И тут возникает новый весьма серьезный вопрос: внутренняя и внешняя политика Сталина, объективно совпадающая с интересами гитлеровской Германии , ведется в этом направлении сознательно некими гитлеровцами, расположившимися в Кремле, или является только неизбежным следствием установки диктатуры на провокацию новой мировой войны? На этот вопрос нет еще ответа. Но самый вопрос настолько законен, что его задают сейчас себе не только русские, но и ответственные иностранцы. Недавно один из них так прямо и спросил меня: чем я объясняю себе тот факт, что в России сейчас уничтожают всех людей, способных организовать армию, промышленность, земледелие или транспорт, уничтожают тем стремительнее, чем становится возможнее столкновение с Японией или с Германией? Сознаюсь, убедительного для иностранца ответа я дать не мог, хотя сам ощущаю Сталина не как сотрудника Гитлера, а как фанатика «мировой революции».

Впрочем, для нас личные мотивы преступной политики Сталина совершенно безразличны.
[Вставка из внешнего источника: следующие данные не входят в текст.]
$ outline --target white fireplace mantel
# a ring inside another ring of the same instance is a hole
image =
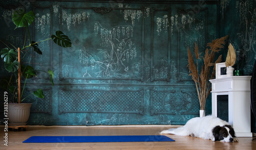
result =
[[[210,80],[212,115],[218,117],[217,95],[228,95],[228,123],[237,137],[252,137],[250,76],[234,76]]]

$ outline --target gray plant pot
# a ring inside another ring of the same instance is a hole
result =
[[[9,103],[8,125],[25,125],[29,118],[32,103]]]

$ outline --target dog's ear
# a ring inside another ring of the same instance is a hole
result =
[[[229,134],[232,137],[236,137],[236,135],[234,133],[234,131],[233,127],[230,125],[225,125],[225,126],[229,128]]]
[[[220,125],[215,126],[212,130],[212,135],[214,135],[215,141],[219,141],[219,137],[220,136],[220,131],[221,130],[221,127]]]

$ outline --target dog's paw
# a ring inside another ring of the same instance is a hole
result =
[[[169,134],[169,131],[168,130],[164,130],[160,133],[160,134]]]
[[[238,138],[237,137],[233,137],[233,142],[238,142]]]

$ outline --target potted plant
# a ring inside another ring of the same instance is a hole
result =
[[[196,43],[195,47],[195,55],[196,58],[196,63],[189,48],[187,48],[188,62],[187,67],[189,70],[189,75],[192,76],[197,88],[197,94],[200,104],[200,117],[205,115],[205,103],[206,98],[211,91],[210,82],[209,80],[215,77],[216,64],[221,61],[222,55],[220,55],[216,59],[215,55],[222,48],[224,48],[225,40],[228,36],[212,40],[208,43],[204,53],[204,57],[201,56],[202,53],[199,53],[199,48]]]
[[[20,12],[21,13],[19,13]],[[17,10],[13,12],[12,21],[16,26],[15,29],[18,28],[26,28],[26,35],[24,38],[24,44],[22,47],[16,47],[5,40],[1,40],[1,41],[6,46],[6,48],[1,50],[1,58],[4,62],[4,68],[11,73],[10,77],[4,78],[1,81],[1,84],[2,88],[4,88],[6,90],[6,93],[8,93],[12,97],[13,103],[8,103],[8,122],[9,122],[8,125],[9,126],[26,125],[29,117],[32,104],[24,103],[22,102],[30,95],[24,98],[23,92],[27,79],[36,76],[38,71],[35,70],[31,66],[25,66],[25,63],[23,63],[22,60],[24,56],[31,49],[36,53],[41,55],[42,52],[39,48],[38,43],[50,39],[52,39],[59,46],[64,48],[71,47],[71,40],[60,31],[56,31],[56,35],[52,35],[51,38],[37,42],[31,40],[29,26],[32,24],[35,17],[35,15],[32,11],[25,13],[24,11]],[[21,56],[21,52],[23,57]],[[49,74],[51,82],[53,86],[53,71],[49,70],[45,73]],[[21,82],[23,78],[24,79],[25,81],[22,87]],[[37,89],[32,94],[33,94],[37,97],[44,98],[43,91],[40,89]],[[24,110],[20,111],[19,109],[23,109]],[[24,113],[24,115],[27,116],[24,116],[22,113]],[[17,115],[17,117],[15,117],[16,115]],[[15,118],[18,120],[14,120]]]

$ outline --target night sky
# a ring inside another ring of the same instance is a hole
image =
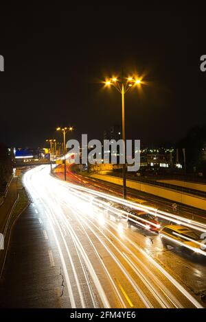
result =
[[[100,82],[122,70],[146,82],[126,94],[128,138],[172,143],[205,123],[201,8],[126,3],[2,7],[0,141],[43,146],[57,125],[73,125],[73,138],[102,139],[121,123],[121,97]]]

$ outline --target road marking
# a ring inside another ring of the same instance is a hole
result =
[[[56,308],[61,308],[60,289],[59,287],[54,288],[54,297]]]
[[[55,266],[52,251],[48,251],[51,267]]]
[[[159,247],[155,247],[155,249],[158,251],[162,251],[162,249],[159,248]]]
[[[122,293],[124,294],[126,299],[127,300],[127,301],[128,302],[129,305],[130,306],[131,308],[133,308],[134,306],[131,301],[131,300],[130,299],[129,297],[128,296],[128,295],[126,294],[126,293],[125,292],[124,289],[123,288],[123,287],[122,286],[122,285],[120,284],[119,282],[118,281],[118,280],[117,278],[115,278],[115,280],[117,280],[117,284],[120,288],[120,290],[122,290]]]
[[[45,236],[45,238],[48,239],[48,236],[47,236],[47,232],[45,230],[43,230],[43,232],[44,236]]]

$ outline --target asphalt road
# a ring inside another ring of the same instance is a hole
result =
[[[32,203],[13,232],[1,308],[206,306],[204,262],[106,216],[88,190],[50,176],[49,166],[24,182]]]

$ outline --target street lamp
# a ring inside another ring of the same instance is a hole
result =
[[[50,165],[51,165],[51,172],[52,173],[52,143],[54,143],[54,145],[56,145],[56,140],[54,138],[50,138],[48,140],[46,140],[46,142],[49,142],[50,143]],[[54,155],[54,153],[53,153]]]
[[[50,138],[50,139],[46,140],[46,142],[50,143],[50,161],[52,161],[52,159],[53,159],[52,158],[52,150],[53,150],[52,143],[54,143],[54,145],[55,145],[56,140],[54,138]]]
[[[56,127],[56,131],[62,131],[63,134],[63,138],[64,138],[64,155],[65,155],[65,180],[67,181],[67,168],[66,168],[66,134],[69,131],[73,131],[73,127],[71,126],[70,127]]]
[[[125,117],[124,117],[124,95],[132,87],[140,85],[141,80],[139,78],[128,77],[127,78],[121,78],[113,77],[106,79],[104,84],[107,87],[113,86],[122,95],[122,140],[124,143],[126,149],[125,139]],[[126,160],[123,164],[123,199],[126,199]]]

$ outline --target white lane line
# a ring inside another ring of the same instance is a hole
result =
[[[45,230],[43,230],[43,232],[44,236],[45,236],[45,238],[48,239],[48,236],[47,236],[47,232]]]
[[[54,297],[56,308],[61,308],[60,289],[59,287],[54,288]]]
[[[48,253],[49,253],[51,267],[54,267],[55,264],[54,264],[52,251],[48,251]]]

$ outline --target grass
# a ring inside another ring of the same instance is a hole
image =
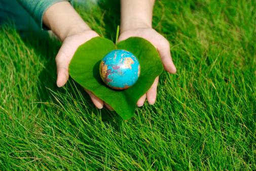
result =
[[[76,8],[114,40],[119,11],[109,4]],[[157,1],[153,25],[177,72],[161,76],[155,105],[123,122],[71,79],[57,88],[59,42],[2,28],[0,170],[256,169],[255,7]]]

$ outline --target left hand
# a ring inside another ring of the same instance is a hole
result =
[[[143,38],[151,42],[158,51],[165,70],[170,73],[176,73],[176,67],[171,57],[170,44],[164,36],[151,28],[135,28],[121,32],[118,41],[125,40],[130,37]],[[158,79],[159,76],[157,76],[147,93],[138,100],[137,102],[138,106],[143,106],[146,98],[150,104],[153,105],[155,103],[157,97]]]

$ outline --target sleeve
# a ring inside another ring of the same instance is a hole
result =
[[[33,18],[41,28],[47,29],[43,23],[43,17],[46,11],[55,3],[71,0],[17,0],[18,2]]]

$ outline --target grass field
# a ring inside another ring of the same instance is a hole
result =
[[[114,39],[118,8],[82,7],[92,28]],[[127,121],[96,109],[71,79],[57,88],[57,40],[2,28],[0,170],[256,169],[255,7],[157,1],[154,27],[177,72],[163,73],[156,104]]]

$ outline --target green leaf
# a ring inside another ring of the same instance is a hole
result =
[[[99,74],[101,60],[115,49],[131,52],[140,64],[140,75],[137,82],[123,91],[105,86]],[[123,119],[128,119],[133,116],[138,100],[150,88],[163,69],[157,50],[143,38],[130,37],[115,45],[109,39],[96,37],[79,47],[69,64],[69,72],[76,81],[107,103]]]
Для нас достаточен один бесспорный факт: Сталин сознательно, руководствуясь теми или иными мотивами, уничтожил обороноспособность России и лишил ее всяких дружеских международных связей.

Те же из нас, которые, несмотря на избиение несметного количества военкомов и незаменимых специалистов, продолжают верить в сталинские достижения на государственно — патриотическом фронте, должны вдуматься в следующий факт: когда великие державы, готовясь ко всяким возможностям в развитии чешско — германского кризиса и не желая действовать наугад, решили произвести расследование военных возможностей СССР, то плоды этого расследования оказались самыми печальными — даже в области авиации.

вернуться

265

Имеется в виду Генуэзская конференция, состоявшаяся 10 апреля—19 мая 1922 г., на которой главным был «русский вопрос». От Советской России потребовали признать царские долги и финансовые обязательства. Советские дипломаты не согласились с этим требованием, поскольку убытки, причиненные России интервенцией, более чем вдвое превышали ее задолженность.